Точка опоры, стр. 17

— Честное офицерство с нами! — гремел над схваткой раскатистый бас. — Бей по харям!

Кто-то изловчился и запустил железный молоток в голову есаулу Исееву. Тот, охнув, схватился за висок — по белой перчатке потекли кровяные струйки — и уткнулся в гриву коня.
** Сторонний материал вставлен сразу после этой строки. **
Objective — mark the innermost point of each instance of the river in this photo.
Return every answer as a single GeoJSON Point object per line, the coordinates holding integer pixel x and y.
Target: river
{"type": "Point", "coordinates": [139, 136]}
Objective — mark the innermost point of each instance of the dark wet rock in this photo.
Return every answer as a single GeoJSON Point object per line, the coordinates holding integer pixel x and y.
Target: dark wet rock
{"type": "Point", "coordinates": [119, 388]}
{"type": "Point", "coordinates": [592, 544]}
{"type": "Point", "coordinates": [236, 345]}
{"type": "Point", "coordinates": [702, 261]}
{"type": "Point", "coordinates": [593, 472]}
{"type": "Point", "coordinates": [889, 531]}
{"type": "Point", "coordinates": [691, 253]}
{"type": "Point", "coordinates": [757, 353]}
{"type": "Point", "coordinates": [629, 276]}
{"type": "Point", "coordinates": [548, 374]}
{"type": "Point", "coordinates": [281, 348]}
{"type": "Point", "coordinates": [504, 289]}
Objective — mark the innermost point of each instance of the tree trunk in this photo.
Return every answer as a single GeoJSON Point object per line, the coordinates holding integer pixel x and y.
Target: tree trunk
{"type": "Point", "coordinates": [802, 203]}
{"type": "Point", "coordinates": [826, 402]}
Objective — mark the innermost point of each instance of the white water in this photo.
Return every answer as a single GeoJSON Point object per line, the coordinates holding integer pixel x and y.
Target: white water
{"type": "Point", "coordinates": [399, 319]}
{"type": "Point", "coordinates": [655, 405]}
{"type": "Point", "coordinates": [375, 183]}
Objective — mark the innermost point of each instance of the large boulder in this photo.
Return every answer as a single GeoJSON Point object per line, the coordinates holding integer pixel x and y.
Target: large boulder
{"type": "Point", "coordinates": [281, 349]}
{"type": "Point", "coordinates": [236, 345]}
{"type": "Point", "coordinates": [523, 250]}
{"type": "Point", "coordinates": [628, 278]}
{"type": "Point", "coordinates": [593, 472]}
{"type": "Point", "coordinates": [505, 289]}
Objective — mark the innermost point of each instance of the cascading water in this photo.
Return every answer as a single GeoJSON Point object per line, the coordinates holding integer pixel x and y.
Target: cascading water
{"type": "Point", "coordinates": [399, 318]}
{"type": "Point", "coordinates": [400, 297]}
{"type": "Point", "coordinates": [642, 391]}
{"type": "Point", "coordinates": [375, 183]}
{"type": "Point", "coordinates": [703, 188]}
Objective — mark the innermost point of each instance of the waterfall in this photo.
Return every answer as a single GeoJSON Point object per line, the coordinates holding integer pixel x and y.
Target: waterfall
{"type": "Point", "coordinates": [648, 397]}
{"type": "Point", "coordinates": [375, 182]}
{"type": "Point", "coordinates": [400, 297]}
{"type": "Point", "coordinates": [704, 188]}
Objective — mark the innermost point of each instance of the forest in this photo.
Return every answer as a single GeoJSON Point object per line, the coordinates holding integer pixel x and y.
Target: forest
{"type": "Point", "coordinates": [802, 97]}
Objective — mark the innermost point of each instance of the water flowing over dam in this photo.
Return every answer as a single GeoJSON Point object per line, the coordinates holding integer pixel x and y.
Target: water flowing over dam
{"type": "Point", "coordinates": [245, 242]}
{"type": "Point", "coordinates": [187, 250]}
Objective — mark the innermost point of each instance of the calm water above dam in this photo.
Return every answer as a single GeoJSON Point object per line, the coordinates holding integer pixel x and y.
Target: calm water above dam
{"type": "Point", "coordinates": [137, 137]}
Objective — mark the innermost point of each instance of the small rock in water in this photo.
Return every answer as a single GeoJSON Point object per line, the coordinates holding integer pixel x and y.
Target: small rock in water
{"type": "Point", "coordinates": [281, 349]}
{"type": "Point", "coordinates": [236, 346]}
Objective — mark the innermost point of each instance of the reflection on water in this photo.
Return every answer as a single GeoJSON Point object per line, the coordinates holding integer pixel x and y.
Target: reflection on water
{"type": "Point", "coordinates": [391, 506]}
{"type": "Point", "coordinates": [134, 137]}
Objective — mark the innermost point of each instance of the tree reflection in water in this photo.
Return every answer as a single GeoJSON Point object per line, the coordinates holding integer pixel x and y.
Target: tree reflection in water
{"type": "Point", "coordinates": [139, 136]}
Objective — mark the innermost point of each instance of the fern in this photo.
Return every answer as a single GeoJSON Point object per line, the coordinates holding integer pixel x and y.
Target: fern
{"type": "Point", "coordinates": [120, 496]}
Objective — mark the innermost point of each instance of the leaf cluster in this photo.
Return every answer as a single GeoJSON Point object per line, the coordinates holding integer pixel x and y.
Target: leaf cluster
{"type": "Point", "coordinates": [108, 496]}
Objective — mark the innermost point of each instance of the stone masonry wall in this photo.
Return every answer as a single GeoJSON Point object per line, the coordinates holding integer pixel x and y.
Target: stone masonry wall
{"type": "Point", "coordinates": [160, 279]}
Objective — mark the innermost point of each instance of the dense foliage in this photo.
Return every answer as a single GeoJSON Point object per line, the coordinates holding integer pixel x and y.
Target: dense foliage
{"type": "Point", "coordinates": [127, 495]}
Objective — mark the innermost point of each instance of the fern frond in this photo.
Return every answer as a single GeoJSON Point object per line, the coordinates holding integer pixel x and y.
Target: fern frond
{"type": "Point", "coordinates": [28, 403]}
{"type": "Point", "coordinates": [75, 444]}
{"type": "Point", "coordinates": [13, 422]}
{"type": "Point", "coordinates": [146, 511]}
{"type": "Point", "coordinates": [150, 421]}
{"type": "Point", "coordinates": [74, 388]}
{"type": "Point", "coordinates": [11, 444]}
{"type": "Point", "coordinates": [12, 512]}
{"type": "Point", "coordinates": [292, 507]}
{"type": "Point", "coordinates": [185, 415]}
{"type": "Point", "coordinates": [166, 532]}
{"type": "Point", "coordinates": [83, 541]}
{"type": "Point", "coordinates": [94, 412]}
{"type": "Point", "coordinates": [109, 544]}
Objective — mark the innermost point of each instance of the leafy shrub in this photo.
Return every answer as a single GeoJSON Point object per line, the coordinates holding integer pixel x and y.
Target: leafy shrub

Возле колонн девушки приводили в чувство студента, натирая ему грудь и виски снегом. Какая-то женщина истошно кричала:

— Старуху затоптали!.. Гады проклятые!.. Насмерть!..

У памятника Барклаю де Толли жандармы сбили с ног Пешехонова, пальто на нем распластали от воротника до подола. Анненский бросился на выручку и, потрясая старческой рукой, кричал что-то Клейгельсу, оказавшемуся неподалеку на своем сером коне. Но дюжий жандарм свалил Николая Федоровича ударом кулака в лицо, наклонился и, крякнув, добавил в подбородок.

К Клейгельсу пробился неизвестно как очутившийся тут член Государственного совета князь Вяземский:

— Прекратите, генерал!.. Побойтесь бога!.. Что вы делаете?.. Что скажет Европа?..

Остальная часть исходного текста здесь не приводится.